Les riches seuls bénéficiaires
Il est tout à fait clair qu’après avoir exposé le processus de préparation de cette pierre, les graves problèmes de santé qu’elle peut engendrer et les conditions difficiles dans lesquelles travaillent les casseurs et les tailleurs de pierre, on peut déduire que seuls les riches ayant le privilège d’orner leurs habitations avec cette matière, sont bénéficiaires. Cela dit, quand on en voit les conséquences, on peut dire que les régions où cette activité prend de l’ampleur, ne sont pas seulement devant un sérieux problème de santé publique, mais, pis encore, sur un brasier. Alors pourrait-on vraiment aller vers l’interdiction de cette activité ? Oui ou non, à chacun sa vision. Cependant, il est urgent de tirer la sonnette d’alarme. Tout le monde semble concerné par ce problème. Un grand travail de sensibilisation doit être mené pas uniquement par les autorités locales, mais aussi, par les associations locales et les citoyens. A Tkout ou à Tala-Bouzrou où la pierre a tué et continue à causer des morts, on en sait plus qu’ailleurs sur les conséquences dramatiques de ce métier. Dans ces régions, il y a même des personnes qui, pour avoir perdu des proches, ont une phobie de la pierre pourtant si belle. Et oui, les belles choses tuent aussi ! mais la blessure est profonde. Il n’y a pas plus difficile que de voir un être humain se consumer comme une chandelle sans pouvoir le sauver.

La poussière de silice...
La silicose est une maladie professionnelle due à l’inhalation prolongée de la poussière de silice qui entraîne des lésions pulmonaires irréversibles. Elle se traduit par une réduction progressive et irréversible de la capacité respiratoire , même après l'arrêt de l'exposition aux poussières. Cette maladie s'est fait connaître à grande échelle au moment de la révolution industrielle avec l'avènement de l'exploitation du charbon lors de la généralisation des machines d'extraction lourdes.

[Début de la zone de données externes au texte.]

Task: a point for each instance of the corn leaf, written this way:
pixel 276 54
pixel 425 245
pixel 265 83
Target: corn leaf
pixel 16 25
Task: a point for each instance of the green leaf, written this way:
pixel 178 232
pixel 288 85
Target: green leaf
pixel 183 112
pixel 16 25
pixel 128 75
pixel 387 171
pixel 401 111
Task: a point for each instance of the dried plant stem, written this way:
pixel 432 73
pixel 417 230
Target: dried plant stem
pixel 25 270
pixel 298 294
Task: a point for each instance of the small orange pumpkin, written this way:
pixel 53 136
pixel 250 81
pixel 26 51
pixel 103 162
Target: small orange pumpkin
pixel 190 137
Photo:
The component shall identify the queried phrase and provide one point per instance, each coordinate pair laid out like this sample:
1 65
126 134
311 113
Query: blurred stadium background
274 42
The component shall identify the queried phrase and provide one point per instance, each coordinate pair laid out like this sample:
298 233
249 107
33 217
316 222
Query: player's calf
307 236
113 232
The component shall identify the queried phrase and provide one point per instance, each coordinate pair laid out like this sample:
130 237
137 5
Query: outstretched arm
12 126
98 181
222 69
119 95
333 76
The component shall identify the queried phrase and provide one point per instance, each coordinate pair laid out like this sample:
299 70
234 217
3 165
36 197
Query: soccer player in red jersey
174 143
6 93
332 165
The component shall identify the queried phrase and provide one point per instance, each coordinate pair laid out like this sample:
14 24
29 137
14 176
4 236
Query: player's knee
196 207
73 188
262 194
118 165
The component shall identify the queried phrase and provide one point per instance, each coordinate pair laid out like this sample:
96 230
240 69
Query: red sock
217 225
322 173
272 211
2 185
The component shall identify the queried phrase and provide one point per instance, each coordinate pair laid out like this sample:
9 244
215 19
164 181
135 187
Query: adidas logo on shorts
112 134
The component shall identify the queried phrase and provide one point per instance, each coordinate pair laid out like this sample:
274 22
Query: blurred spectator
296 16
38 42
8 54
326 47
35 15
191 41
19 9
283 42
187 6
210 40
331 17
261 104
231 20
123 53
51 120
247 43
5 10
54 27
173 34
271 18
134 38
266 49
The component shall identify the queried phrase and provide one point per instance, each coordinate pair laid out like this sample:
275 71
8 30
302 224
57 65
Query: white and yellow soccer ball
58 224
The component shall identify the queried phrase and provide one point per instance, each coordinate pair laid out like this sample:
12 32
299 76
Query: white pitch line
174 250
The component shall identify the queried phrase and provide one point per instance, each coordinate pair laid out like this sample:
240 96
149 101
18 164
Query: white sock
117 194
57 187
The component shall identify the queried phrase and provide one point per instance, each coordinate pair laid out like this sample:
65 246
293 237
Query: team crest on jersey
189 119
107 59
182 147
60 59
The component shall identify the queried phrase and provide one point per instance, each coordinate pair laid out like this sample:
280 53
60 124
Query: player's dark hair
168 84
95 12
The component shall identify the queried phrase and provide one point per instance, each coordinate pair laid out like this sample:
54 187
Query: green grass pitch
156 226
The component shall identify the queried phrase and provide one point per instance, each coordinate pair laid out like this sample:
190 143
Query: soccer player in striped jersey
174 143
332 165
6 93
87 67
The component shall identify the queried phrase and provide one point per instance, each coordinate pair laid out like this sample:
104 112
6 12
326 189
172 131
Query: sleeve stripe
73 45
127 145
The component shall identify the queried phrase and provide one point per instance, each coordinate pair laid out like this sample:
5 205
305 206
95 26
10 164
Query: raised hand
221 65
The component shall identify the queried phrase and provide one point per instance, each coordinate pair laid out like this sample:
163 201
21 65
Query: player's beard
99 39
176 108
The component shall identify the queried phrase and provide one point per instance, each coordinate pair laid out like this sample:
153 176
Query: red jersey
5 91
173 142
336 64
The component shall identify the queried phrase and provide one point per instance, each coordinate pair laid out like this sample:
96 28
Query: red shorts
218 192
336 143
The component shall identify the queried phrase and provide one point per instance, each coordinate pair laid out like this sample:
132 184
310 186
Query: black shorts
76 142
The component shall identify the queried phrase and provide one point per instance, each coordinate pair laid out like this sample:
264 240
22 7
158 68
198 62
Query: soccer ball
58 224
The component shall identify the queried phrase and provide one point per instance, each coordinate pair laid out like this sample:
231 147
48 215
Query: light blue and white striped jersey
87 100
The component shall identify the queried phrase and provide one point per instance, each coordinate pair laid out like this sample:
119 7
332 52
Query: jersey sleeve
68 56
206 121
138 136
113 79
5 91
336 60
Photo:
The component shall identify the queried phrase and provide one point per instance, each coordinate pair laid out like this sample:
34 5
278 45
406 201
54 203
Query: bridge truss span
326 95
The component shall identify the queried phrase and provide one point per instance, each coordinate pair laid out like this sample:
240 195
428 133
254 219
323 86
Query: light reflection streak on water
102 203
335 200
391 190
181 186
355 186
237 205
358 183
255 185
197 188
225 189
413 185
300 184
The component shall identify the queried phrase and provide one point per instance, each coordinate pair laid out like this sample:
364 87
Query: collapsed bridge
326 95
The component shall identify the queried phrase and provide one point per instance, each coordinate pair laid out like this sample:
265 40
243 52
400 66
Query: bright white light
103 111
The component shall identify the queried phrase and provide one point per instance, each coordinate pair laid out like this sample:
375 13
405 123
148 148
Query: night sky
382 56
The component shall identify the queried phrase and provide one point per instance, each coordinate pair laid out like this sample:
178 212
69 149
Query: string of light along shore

Elle est provoquée par l'inhalation de particules de poussières de silice (cristalline) dans les mines, les carrières, les percements de tunnels ou les cassage, le meulage ou le sciage de bétons, la taille ou la découpe de pierres siliceuses, de briques... D'autres métiers sont aussi exposés à cette maladie professionnelle irréversible, telle que les porcelainiers et les prothésistes dentaires.